Chasing the Sun: The New Science of Sunlight and How it Shapes Our Bodies and Minds by Linda Geddes (Profile Books)
Our ancestors constructed vast monuments like Stonehenge and Pyramids of Egypt and Central America to keep track of the sun and celebrate the annual cycle of death and rebirth.
The returning sun heralds new beginnings. Indeed, for most of mankind's history, the sun has dictated our daily patterns of eating, sleeping and activity. It has shaped our culture and belief systems. Without the sun, there would be no oxygen to breathe, no food to eat, and life on Earth never would have existed.
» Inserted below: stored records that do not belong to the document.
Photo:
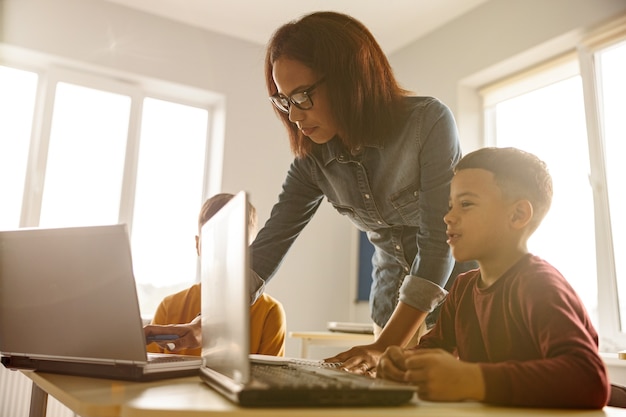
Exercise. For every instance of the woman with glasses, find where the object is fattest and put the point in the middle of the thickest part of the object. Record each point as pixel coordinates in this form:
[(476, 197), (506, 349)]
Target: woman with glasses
[(381, 157)]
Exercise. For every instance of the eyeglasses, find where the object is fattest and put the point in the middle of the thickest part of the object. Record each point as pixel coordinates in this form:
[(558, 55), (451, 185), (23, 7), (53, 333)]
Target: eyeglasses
[(301, 100)]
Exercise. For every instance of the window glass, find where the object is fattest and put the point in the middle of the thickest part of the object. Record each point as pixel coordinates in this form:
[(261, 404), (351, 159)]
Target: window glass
[(168, 197), (611, 69), (550, 122), (17, 103), (85, 167)]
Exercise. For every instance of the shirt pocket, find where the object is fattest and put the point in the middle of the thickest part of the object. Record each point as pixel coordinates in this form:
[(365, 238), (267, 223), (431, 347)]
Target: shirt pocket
[(352, 215), (406, 204)]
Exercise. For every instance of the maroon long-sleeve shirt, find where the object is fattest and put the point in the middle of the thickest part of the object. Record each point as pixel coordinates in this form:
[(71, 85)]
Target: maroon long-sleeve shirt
[(531, 335)]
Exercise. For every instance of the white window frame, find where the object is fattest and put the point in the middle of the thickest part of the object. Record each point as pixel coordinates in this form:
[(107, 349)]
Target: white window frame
[(610, 327), (579, 61), (51, 70)]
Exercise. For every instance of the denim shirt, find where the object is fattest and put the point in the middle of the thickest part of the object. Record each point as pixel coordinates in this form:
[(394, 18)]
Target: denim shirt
[(396, 191)]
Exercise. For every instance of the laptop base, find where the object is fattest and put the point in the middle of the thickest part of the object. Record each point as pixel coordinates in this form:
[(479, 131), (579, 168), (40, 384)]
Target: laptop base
[(92, 370)]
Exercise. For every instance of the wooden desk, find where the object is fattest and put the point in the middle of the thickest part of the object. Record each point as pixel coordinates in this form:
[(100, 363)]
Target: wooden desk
[(189, 397), (330, 339)]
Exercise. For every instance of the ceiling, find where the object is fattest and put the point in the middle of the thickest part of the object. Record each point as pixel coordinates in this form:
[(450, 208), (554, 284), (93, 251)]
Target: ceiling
[(394, 23)]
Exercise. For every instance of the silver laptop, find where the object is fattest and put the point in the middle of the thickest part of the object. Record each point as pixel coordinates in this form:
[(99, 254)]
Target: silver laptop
[(255, 380), (68, 304)]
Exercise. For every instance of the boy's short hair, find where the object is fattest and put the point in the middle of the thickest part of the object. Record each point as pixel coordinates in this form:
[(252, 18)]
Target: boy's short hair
[(215, 203), (519, 174)]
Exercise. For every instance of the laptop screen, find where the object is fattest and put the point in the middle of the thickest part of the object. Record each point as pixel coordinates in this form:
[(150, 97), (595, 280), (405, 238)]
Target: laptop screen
[(225, 303), (69, 293)]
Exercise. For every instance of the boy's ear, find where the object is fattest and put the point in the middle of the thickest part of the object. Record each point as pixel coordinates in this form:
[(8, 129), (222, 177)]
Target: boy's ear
[(522, 213)]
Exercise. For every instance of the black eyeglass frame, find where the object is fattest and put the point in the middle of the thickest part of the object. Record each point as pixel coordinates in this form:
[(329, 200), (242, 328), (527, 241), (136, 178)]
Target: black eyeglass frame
[(283, 103)]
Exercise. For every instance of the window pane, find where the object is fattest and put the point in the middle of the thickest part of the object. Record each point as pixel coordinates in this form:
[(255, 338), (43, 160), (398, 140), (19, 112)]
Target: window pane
[(168, 198), (17, 103), (612, 67), (550, 122), (85, 157)]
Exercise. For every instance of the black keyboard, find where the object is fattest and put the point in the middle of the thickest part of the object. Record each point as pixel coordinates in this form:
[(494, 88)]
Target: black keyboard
[(288, 376)]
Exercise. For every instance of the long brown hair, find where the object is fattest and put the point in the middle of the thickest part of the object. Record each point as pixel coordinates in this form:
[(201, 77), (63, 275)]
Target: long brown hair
[(364, 95)]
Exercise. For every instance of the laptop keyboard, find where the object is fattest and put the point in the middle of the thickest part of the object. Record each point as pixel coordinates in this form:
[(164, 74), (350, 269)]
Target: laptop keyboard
[(168, 358), (287, 376)]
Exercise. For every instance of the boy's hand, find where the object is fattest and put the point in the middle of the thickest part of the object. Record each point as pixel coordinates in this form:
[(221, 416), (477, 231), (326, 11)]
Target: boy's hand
[(189, 335), (440, 376)]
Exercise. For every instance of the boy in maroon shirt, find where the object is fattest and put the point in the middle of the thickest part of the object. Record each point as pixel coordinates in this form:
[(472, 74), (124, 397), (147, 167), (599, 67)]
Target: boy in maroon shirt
[(512, 332)]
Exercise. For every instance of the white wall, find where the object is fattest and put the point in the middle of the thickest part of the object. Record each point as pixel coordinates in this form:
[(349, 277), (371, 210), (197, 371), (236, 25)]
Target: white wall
[(492, 41), (315, 281)]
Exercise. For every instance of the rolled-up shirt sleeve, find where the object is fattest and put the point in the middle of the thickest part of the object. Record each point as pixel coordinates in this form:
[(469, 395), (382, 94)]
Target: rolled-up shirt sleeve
[(421, 293)]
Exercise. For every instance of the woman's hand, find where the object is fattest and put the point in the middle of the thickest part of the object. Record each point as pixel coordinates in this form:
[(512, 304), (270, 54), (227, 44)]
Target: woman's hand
[(359, 359), (189, 335)]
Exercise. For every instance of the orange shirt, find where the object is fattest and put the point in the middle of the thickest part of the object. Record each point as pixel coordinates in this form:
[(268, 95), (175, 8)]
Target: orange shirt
[(267, 321)]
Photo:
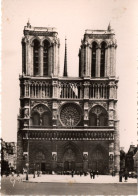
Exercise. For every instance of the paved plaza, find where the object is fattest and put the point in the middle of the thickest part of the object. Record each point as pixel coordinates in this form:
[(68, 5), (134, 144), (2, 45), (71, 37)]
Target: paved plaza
[(66, 185)]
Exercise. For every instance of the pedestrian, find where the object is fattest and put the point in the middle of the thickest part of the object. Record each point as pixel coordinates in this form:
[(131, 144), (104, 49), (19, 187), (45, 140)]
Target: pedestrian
[(93, 174), (126, 176), (72, 173), (18, 174), (120, 176)]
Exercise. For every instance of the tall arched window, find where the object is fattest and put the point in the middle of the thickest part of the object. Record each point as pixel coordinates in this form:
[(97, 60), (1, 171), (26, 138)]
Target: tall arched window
[(93, 66), (103, 120), (36, 119), (36, 57), (46, 119), (102, 62), (24, 57), (98, 116), (45, 58), (93, 120)]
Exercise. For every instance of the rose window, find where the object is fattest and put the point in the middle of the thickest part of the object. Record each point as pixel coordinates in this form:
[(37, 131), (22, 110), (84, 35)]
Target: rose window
[(70, 115)]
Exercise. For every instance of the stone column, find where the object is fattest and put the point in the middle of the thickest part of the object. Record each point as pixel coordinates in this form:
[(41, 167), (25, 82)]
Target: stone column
[(32, 61), (86, 89), (116, 142), (111, 157), (106, 62), (86, 113), (55, 59), (114, 60), (82, 61), (116, 147), (85, 161), (98, 57), (20, 161), (41, 60), (27, 58)]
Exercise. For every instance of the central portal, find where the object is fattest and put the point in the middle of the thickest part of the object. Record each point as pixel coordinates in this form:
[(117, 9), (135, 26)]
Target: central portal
[(69, 160)]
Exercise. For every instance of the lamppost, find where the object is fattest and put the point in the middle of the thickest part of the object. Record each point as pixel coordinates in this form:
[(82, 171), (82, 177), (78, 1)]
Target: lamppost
[(34, 171), (27, 166), (115, 170)]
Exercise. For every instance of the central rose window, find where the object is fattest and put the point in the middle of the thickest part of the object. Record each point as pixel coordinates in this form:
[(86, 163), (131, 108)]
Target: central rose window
[(70, 115)]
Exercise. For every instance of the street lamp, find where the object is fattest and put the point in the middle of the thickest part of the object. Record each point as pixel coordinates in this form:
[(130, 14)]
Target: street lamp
[(27, 165), (34, 171)]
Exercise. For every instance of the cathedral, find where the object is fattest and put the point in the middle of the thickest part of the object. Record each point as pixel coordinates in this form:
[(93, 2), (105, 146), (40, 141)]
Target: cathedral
[(68, 123)]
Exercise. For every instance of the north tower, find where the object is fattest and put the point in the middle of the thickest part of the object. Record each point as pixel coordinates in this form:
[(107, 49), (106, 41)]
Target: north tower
[(66, 122)]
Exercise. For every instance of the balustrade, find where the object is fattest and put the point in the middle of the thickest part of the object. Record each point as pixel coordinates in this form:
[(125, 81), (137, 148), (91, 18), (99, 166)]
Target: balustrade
[(67, 135), (70, 90), (37, 90), (98, 91), (66, 90)]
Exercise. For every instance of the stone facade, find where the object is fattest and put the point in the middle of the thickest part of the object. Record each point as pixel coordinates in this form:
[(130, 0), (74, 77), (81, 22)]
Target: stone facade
[(68, 123)]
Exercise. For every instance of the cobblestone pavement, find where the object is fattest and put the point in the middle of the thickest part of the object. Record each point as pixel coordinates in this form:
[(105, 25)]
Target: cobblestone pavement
[(65, 185), (80, 179)]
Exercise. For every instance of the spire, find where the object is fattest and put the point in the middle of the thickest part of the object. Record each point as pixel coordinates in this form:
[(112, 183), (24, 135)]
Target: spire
[(28, 24), (109, 27), (65, 60)]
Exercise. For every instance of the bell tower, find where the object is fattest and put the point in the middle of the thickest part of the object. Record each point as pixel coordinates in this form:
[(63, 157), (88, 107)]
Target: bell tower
[(68, 123), (97, 67), (40, 52)]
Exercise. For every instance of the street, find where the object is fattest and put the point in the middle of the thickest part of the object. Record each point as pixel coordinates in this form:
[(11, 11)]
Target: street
[(17, 187)]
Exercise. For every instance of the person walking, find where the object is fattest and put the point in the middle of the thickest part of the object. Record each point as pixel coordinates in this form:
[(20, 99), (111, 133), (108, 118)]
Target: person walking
[(91, 174), (72, 173), (126, 175), (120, 176)]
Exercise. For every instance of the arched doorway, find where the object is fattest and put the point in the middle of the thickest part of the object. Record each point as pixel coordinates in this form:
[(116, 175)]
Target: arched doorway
[(99, 160), (69, 160)]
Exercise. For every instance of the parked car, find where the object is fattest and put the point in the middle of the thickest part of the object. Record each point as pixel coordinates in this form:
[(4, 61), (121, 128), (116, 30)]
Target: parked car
[(132, 174)]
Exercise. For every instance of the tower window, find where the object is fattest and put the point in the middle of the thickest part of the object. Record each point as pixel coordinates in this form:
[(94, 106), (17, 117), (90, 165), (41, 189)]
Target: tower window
[(102, 62), (45, 57), (24, 57), (93, 67), (36, 57), (36, 119)]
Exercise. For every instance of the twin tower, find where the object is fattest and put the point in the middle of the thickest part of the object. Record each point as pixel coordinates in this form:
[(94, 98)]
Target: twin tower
[(68, 123)]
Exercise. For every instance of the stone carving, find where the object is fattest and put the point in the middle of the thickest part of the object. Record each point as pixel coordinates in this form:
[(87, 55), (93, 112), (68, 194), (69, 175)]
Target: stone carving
[(26, 103), (111, 115), (86, 115), (54, 156), (86, 106), (26, 123), (70, 115), (54, 114), (26, 113), (69, 155), (40, 156), (85, 156)]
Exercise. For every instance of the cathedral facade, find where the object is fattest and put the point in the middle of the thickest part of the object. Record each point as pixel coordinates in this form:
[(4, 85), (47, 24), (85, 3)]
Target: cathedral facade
[(68, 123)]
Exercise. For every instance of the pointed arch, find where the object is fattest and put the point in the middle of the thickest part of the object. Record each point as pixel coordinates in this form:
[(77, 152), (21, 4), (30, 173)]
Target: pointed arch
[(35, 118), (93, 62), (98, 116), (36, 44), (46, 45)]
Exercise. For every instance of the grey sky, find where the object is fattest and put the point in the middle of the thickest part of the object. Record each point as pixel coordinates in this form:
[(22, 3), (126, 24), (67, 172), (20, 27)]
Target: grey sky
[(71, 18)]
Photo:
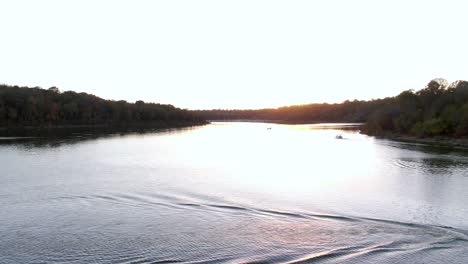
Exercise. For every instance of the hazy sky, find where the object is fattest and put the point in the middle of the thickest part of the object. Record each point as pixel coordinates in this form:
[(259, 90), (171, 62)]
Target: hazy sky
[(233, 54)]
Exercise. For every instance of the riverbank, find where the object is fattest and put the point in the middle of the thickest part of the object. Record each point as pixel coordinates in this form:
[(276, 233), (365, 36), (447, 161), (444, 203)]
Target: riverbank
[(434, 141), (53, 130)]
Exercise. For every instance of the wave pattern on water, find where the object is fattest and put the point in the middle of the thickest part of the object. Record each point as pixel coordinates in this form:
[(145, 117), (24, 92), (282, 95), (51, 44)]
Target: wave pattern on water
[(374, 239)]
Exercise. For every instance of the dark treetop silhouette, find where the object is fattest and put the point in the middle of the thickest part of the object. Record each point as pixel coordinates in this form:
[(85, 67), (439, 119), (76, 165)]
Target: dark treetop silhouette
[(437, 110), (36, 107)]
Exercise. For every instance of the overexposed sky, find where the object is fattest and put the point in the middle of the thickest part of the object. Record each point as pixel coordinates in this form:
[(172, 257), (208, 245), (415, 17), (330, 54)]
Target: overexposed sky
[(233, 54)]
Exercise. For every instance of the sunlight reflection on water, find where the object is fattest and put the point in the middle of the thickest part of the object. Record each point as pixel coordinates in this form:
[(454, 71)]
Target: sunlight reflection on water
[(232, 192)]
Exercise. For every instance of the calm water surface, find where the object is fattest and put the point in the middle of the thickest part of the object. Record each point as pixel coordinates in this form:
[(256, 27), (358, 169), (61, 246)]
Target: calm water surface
[(234, 193)]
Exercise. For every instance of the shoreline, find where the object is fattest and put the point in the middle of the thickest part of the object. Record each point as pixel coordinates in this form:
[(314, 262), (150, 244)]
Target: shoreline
[(21, 131), (432, 141)]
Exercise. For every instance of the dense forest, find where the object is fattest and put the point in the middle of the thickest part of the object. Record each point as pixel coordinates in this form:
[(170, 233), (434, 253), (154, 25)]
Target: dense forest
[(439, 109), (36, 107)]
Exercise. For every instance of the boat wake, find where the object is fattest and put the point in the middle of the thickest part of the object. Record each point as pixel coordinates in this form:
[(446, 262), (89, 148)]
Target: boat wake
[(219, 231)]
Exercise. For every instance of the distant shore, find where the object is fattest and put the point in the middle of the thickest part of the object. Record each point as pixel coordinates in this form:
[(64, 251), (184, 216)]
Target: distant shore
[(18, 130), (433, 141)]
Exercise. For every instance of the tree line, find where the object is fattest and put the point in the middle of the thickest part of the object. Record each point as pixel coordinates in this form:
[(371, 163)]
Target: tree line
[(439, 109), (23, 106)]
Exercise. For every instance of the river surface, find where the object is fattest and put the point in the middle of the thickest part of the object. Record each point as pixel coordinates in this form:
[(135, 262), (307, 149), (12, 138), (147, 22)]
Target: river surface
[(232, 193)]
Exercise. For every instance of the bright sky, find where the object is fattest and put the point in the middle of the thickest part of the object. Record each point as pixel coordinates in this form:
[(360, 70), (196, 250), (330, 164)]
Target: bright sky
[(233, 54)]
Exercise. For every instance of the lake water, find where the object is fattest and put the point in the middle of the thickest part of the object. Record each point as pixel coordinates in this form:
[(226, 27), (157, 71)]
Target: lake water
[(234, 193)]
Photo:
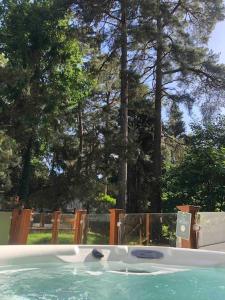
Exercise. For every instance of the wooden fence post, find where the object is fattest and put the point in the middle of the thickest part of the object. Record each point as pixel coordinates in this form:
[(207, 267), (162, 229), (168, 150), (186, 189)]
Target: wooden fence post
[(114, 219), (14, 226), (20, 226), (56, 216), (78, 225), (192, 242)]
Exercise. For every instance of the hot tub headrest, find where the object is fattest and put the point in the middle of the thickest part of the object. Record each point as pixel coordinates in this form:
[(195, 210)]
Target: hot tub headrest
[(97, 254), (148, 254)]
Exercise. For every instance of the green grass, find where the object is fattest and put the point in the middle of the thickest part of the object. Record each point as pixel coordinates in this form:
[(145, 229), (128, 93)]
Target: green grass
[(43, 238)]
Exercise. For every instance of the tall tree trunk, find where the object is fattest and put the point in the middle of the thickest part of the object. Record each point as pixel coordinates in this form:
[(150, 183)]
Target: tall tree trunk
[(81, 138), (156, 201), (25, 177), (122, 197)]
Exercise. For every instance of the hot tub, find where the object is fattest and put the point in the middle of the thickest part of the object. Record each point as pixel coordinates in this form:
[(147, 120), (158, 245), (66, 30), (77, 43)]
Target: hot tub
[(110, 272)]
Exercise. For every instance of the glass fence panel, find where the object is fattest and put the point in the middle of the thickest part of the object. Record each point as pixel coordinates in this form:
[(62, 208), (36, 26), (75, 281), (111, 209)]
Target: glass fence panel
[(66, 229), (40, 229), (96, 229), (147, 229), (212, 228)]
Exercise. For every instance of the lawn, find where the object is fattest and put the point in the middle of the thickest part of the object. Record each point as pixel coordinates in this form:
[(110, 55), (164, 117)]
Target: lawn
[(42, 238)]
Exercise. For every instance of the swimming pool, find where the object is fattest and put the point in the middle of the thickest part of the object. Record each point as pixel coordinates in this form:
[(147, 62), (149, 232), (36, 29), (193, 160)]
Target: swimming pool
[(71, 272)]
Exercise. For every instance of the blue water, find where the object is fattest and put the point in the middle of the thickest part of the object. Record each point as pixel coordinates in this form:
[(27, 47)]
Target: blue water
[(93, 281)]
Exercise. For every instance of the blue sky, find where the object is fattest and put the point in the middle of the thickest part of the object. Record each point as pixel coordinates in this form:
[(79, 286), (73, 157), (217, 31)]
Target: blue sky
[(217, 40), (217, 44)]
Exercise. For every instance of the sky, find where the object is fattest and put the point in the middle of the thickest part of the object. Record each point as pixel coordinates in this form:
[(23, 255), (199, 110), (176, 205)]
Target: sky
[(217, 44), (217, 40)]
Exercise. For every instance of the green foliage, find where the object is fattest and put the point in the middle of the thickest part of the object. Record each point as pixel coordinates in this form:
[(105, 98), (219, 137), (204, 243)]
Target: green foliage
[(199, 178), (106, 199), (8, 160)]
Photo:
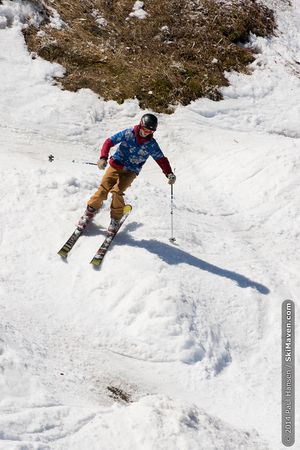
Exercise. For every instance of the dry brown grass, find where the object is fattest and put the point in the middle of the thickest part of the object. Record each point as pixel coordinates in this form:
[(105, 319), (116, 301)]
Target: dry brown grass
[(162, 60)]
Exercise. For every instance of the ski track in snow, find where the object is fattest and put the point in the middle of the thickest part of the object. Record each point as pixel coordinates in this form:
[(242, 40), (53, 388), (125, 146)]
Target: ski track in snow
[(191, 331)]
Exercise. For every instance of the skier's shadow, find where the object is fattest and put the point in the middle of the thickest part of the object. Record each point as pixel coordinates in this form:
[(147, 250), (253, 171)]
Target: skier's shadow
[(173, 255)]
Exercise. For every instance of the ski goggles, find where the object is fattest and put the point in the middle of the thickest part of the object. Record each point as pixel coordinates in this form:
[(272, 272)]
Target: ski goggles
[(146, 130)]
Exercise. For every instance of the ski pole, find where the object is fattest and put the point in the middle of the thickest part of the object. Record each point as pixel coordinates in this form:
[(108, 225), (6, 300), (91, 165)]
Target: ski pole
[(51, 159), (172, 238)]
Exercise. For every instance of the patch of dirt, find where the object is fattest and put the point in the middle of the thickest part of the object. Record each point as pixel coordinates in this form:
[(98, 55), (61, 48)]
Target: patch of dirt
[(176, 54)]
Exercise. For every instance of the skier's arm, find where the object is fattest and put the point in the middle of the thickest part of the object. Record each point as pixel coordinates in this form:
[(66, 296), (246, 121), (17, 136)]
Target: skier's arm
[(108, 144), (111, 142)]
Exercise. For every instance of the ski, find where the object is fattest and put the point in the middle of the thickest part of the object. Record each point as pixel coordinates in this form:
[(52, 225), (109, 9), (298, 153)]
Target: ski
[(99, 256), (64, 251)]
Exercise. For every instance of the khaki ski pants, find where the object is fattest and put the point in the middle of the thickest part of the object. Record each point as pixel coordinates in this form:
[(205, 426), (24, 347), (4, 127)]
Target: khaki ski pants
[(115, 181)]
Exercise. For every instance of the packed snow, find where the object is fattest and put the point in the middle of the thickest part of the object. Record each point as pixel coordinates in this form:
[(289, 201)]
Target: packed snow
[(167, 346)]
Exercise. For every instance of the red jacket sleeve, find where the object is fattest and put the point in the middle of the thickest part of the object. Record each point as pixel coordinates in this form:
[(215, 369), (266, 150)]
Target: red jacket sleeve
[(108, 144), (164, 165)]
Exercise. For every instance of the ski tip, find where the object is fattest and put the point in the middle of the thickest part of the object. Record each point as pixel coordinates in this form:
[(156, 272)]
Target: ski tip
[(127, 209), (96, 262)]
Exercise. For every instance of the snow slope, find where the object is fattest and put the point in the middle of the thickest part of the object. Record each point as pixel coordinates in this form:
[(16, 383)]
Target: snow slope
[(167, 346)]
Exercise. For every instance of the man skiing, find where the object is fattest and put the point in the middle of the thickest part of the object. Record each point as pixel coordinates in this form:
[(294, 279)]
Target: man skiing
[(135, 146)]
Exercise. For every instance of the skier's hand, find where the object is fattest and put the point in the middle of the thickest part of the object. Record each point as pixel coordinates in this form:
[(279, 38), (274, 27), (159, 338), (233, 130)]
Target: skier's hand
[(102, 163), (171, 178)]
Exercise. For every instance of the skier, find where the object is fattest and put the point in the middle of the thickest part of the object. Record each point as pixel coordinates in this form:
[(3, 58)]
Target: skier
[(135, 146)]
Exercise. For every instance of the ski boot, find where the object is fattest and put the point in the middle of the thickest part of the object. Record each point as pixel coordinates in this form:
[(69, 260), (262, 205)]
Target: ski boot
[(87, 217), (113, 226)]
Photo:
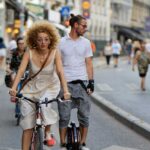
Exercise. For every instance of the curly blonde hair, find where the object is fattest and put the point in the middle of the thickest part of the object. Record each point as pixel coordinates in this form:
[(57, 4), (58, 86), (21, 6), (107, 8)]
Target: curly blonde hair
[(38, 27)]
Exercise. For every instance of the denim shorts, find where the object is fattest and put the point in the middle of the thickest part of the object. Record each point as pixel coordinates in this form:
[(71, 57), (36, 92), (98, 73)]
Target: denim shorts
[(81, 102)]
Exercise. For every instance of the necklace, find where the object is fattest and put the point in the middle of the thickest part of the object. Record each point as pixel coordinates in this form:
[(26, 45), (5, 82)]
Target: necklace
[(43, 58)]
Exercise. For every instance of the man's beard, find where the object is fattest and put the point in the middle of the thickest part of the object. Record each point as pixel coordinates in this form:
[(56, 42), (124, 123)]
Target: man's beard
[(79, 34)]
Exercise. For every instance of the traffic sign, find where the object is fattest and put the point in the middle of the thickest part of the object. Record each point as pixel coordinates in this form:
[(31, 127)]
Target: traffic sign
[(86, 5)]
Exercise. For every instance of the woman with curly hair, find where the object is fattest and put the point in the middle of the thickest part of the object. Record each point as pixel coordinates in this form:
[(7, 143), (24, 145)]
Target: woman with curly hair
[(42, 41)]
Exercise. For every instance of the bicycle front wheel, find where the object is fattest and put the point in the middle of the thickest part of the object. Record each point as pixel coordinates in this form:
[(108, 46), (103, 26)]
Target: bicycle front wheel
[(37, 139)]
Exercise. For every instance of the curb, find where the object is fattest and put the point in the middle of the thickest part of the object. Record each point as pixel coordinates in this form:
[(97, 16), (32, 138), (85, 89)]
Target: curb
[(124, 117)]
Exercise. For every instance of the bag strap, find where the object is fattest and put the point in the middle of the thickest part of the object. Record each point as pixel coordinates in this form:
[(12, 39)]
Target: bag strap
[(34, 75)]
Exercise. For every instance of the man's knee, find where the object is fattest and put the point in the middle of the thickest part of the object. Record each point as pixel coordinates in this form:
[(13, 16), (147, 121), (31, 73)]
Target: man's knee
[(63, 123)]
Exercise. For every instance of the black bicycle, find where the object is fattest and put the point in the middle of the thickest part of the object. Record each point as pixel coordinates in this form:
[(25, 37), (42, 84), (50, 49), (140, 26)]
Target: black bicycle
[(37, 142), (17, 106), (73, 133), (73, 137)]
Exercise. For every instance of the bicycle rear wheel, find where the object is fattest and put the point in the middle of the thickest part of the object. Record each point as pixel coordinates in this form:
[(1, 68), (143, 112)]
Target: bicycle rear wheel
[(37, 139), (73, 137)]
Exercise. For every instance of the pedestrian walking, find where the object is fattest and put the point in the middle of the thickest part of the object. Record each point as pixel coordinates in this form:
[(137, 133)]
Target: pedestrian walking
[(108, 52), (77, 61), (2, 53), (128, 48), (46, 74), (142, 61), (116, 47)]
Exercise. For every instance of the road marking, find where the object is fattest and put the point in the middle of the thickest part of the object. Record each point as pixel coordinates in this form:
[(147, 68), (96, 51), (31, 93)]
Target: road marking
[(8, 148), (104, 87), (132, 86), (115, 147)]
The sun has also shaped human biology.
Bursting with original and cutting edge research, Chasing the Sun tells the full story of our long and complex relationship with the sun, from the emergence of life on earth, through to the modern day, and explores what it means to lose our connection with it. This book asks us to rethink the significance of the sun in our lives and to exploit our relationship to improve our health, sleep and productivity.
The Goodness Paradox: How Evolution Made Us Both More and Less Violent by Richard Wrangham (Profile Books)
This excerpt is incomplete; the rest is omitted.